Линия погудела, словно нечто высоковольтное, и перестала. Я войти внутрь не смог.
— Попробуй снова, — процедила Гамелина, оглаживая нервно моргающего зверя в прыжке. — Или я выйду, а ты на моё место… Так можно.
— Не вздумай даже. Закол… Нарисую посильнее… — ответил я, — границу… И он тебя не найдёт.
— Хорошо бы, — медленно сказала Аня. — А что оно такое?
— Это… Ну, оно вроде отход производства. Как очёс. Знаешь такое слово?
— Знаю, — ответила Гамелина. — Смотри, осторожно…
Тварь ускорила движение. И словно окрепла, хвост сначала вился по паркету, а затем…
— Называется баук, — сообщил я с пыхтением вычерчивая ещё круг и ещё печать. — Я даже и не знаю… Ну, я его так называю. Они зарождаются, ну, когда нарушаешь… Для корысти, когда колд… Ну, я не о том. И ещё — их надо выпускать. Пока маленькие, можно спичкой сжечь, например, или смыть молчальной водой…

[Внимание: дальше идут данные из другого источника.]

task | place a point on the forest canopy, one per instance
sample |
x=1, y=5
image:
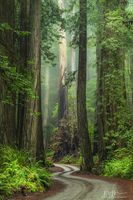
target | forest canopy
x=66, y=88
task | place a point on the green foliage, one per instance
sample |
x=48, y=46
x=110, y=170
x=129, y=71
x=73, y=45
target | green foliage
x=70, y=159
x=119, y=167
x=14, y=81
x=18, y=170
x=51, y=22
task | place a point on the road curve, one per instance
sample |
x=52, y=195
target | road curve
x=78, y=188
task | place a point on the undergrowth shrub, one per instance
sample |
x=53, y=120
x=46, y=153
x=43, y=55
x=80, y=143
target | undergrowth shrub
x=122, y=167
x=70, y=159
x=19, y=172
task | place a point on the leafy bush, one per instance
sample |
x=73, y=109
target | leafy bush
x=70, y=159
x=119, y=167
x=19, y=172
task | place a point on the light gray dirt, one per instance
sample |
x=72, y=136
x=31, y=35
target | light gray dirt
x=78, y=188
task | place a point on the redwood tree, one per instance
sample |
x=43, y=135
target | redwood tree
x=81, y=90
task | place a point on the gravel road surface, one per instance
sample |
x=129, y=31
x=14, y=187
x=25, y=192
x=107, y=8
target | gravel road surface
x=78, y=188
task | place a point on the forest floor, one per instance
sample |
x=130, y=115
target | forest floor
x=124, y=187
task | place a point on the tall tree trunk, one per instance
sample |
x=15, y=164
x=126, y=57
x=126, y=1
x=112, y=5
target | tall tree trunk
x=81, y=90
x=7, y=111
x=32, y=123
x=110, y=70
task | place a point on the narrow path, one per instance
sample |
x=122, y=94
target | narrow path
x=78, y=188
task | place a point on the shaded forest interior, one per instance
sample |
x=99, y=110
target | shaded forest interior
x=66, y=89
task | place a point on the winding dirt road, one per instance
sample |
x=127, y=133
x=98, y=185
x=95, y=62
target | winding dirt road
x=78, y=188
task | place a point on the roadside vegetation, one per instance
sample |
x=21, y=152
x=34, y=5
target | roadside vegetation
x=20, y=173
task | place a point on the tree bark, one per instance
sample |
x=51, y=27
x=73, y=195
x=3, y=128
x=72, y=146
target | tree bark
x=7, y=110
x=81, y=90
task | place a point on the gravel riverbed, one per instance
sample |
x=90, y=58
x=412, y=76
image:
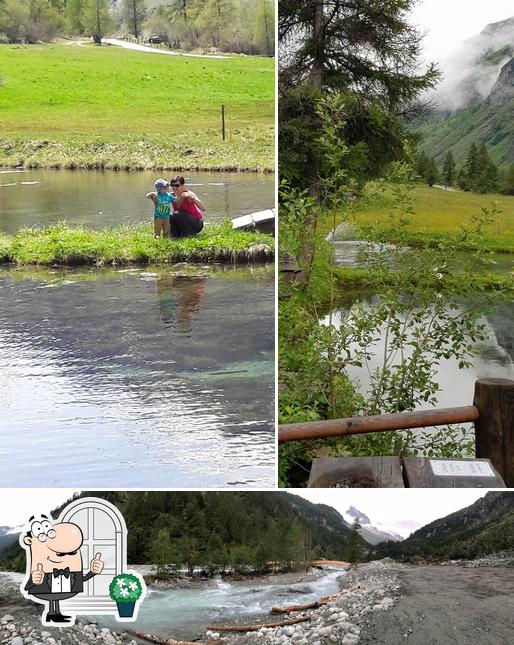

— А когда… Если не выпускаешь? Тогда что? — тревожно спросила Гамелина.
— Если оно внутри всё время, — тогда рак. Жрёт же.
Баук по-прежнему вертелся около круга, не переставая шипеть. Затем помахал усами и, видимо, сообразил, что можно выбежать в коридор и съесть там всех.
Решился — растопырил лапы и раскрыл пасть. Я увидел вращающиеся глазки, а в пасти было много маленьких зубьев, зубцов и зубишек, она напоминала воронку цвета пропавшего мяса.
— Даник! — сказала Аня всё тем же ровным шёпотом. — Смотри!
Но вначале я услышал. Боевой клич. Оглянулся — и увидел: со стороны двери надвигался воин с поднятым над головой топориком. Для мяса… И ножом-тесаком во второй руке. На синей роже горели глаза и блестели зубы.
Вепрь ринулся на баука. Яростно рявкнул, в два прыжка подскочил к противнику, размахнулся и рубанул по панцирю. Баук взвился на дыбы и разъярённо зашипел. Воин увернулся от жвалы, подскочил к бауку с другой стороны. Там он с размаху вогнал тесак в щель между панцирем и лапой до упора. Рыкнул и ударил ещё раз — топориком. Панцирь треснул, закапала едкая жёлтая жидкость.
Баук зашипел громче, уперся сильнее задними лапами, поднял передние — короткие, цепкие. Воин-вепрь ухватился за рукоять тесака. Попытался вытянуть. Не получилось. Чёрные жвалы ухватили его и потянули к коротким передним лапам. Вепрь-воин всё же вытянул тесак и рубанул им, а после топориком по жвалам, освободился и упал.
Баук без видимого усилия поднял противника передними ногами, молниеносно приблизив к морде, укусил за бок вылезшим изо рта хоботом Слышно было, как заклацали зубцы и зубики в основной пасти.